You will be allocated a dollar figure and it is up to you and your Support Coordinator to negotiate the service you are provided. This is where I encourage Service Agreements be entered into for open and honest communication (ie Transparency).

This also ensure you know exactly where the money is going and on what service.

Coordination of Supports

There are three “layers” of support coordination that you may see in the NDIS plan:

  • Support Connection
  • Support Coordination
  • Specialist Support Coordination

Please find below the NDIA description in accordance with legislation and then my interpretation of this description.

Support Connection

NDIA states, this is a …

Time limited assistance to strengthen participant’s ability to connect with informal, mainstream and funded supports, and to increase capacity to maintain support relationships, resolve service delivery issues, and participate independently in NDIA processes.

To me this means you will have a certain amount of time with help in locating, setting up and starting the supports, such as Respite, Therapy, Equipment, Social/Recreational Supports. All in alignment with the goals and objectives mentioned and outline in the Plan. After this has happened you will be responsible for maintaining and locating supports. Rest assured you can always have this changed as your circumstances change. All you have to do is seek a review meeting and have your Support Connection person assist you with this.

Support Coordination

NDIA states, this provides …

Assistance to strengthen participant’s abilities to connect to and coordinate informal, mainstream and funded supports in a complex service delivery environment. This includes resolving points of crisis, developing capacity and resilience in a participant’s network and coordinating supports from a range of sources.

What I believe this means is you will receive assistance in setting up and arranging the supports for multiple service providers. This could involve assisting with arranging multiple complex appointments to work in with families life. This could also be assisting families and supports to work together to achieve the goals and objectives. This to me is where equipment and relationships could potentially break down without assistance. All of this would happen with high level communication where everyone involved will be kept informed.

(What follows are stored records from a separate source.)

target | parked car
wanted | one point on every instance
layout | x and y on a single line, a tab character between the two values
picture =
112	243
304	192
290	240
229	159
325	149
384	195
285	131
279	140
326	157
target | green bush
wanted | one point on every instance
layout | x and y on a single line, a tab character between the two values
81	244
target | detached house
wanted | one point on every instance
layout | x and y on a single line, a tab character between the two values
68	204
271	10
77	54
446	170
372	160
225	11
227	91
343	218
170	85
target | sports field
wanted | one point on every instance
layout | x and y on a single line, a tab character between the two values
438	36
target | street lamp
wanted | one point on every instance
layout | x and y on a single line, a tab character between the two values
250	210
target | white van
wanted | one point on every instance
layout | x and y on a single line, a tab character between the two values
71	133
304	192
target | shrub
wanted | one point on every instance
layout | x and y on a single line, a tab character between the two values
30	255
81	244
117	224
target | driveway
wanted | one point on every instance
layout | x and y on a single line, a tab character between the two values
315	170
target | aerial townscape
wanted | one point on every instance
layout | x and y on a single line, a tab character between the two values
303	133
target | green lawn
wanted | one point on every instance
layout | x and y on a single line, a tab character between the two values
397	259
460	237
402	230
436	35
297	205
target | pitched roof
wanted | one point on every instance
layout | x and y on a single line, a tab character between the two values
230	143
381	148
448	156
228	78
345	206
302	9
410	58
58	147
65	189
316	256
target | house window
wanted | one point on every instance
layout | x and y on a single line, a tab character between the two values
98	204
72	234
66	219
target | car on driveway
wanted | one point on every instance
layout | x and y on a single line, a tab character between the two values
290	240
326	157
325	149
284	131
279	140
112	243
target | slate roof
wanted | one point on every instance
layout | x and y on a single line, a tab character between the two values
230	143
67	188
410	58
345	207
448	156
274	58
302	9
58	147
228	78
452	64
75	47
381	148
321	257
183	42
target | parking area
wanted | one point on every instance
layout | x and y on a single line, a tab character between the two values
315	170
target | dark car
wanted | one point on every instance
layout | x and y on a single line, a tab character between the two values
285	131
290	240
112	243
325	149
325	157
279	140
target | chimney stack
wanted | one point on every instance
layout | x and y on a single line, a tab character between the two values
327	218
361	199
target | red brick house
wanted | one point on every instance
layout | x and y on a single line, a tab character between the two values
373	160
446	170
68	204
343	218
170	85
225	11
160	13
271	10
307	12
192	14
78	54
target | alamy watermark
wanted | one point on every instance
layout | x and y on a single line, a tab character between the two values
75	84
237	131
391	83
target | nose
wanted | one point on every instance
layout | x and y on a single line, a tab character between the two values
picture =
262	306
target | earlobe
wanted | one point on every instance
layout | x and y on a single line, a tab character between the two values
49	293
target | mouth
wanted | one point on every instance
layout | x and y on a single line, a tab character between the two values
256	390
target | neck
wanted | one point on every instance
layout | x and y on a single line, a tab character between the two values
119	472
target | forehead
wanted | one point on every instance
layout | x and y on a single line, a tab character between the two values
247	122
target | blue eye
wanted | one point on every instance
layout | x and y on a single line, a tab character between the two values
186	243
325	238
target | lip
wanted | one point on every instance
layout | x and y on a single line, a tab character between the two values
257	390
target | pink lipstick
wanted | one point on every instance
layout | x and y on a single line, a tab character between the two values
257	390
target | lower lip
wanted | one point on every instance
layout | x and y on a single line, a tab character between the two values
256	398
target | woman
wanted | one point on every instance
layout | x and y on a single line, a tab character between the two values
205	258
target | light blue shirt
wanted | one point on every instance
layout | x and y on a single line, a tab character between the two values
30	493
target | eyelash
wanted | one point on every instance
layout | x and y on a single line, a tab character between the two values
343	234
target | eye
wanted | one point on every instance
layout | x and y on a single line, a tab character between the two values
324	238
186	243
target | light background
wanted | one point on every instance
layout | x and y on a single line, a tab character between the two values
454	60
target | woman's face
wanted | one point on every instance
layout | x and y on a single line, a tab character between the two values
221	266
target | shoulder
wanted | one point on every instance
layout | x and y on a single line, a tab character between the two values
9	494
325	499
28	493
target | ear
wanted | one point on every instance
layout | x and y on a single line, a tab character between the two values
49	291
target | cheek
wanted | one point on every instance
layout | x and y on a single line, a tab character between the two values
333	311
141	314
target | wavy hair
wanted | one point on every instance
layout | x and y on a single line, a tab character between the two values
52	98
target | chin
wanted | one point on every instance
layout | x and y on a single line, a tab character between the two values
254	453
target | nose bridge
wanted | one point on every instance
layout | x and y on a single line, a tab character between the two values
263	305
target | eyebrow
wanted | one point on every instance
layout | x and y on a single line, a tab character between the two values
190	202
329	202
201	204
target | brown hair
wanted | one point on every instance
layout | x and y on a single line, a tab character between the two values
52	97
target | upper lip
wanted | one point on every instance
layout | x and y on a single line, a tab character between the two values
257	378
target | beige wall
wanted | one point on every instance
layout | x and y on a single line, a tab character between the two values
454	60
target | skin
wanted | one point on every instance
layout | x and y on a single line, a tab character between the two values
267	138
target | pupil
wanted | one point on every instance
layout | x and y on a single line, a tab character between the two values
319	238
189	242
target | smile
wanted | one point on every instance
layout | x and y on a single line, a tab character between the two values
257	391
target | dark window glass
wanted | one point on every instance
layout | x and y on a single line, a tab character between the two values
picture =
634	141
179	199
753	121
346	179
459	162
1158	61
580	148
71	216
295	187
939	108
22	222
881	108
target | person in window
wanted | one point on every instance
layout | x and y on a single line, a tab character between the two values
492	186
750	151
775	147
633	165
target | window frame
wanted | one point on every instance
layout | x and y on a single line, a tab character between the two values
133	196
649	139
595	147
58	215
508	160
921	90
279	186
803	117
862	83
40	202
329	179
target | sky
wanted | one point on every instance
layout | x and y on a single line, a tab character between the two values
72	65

Depending on the individual situation, some of the supports may be managed by the Support Coordinator, this is usually negotiated in the beginning and included in the plan and service agreement. Your Support Coordinator can assist you with this.

Specialist Support Coordination

NDIA states …

The provision of Support Coordination within a specialist framework necessitated by specific high level risks in the participant’s situation. This support is time limited and focuses on addressing barriers and reducing complexity in the support environment, while assisting the participant to connect with supports and build capacity and resilience. It may also involve development of an intervention plan which will be put in place by disability support workers.

To me I believe this relates to families who are vulnerable within the community, such as family members have disabilities themselves and are not in a position to assist. It could be because of the complexity and high level of needs the participant has, means it is too much for a family member (for example) to manage on their own. This could include medical, hospital, equipment, therapy, transport, supports, and so on… This could be where other workers are involved in the support and management of the NDIS Plan, such as Social Worker, Medical Practitioners, and Disability Workers.

I believe this is where having someone who specialises or has the capacity to (qualifications, experience, clearances, ethical standards) to cope and manage these situations.

As each individual case is different and unique, before engaging with providers registered or not, I would have a list of questions to ask them. Most importantly, I would want to see how they are qualified to perform what is required, professionally, ethically and in accordance with the NDIS Plan.

Disclaimer: at the time of writing this information, all contents were true and correct based on personal lived experience. Please note that is a guide only and over time they may change their processes and some information contained in this article may become void and irrelevant. If in doubt, please go directly to the source, NDIS to seek clarity and clarification.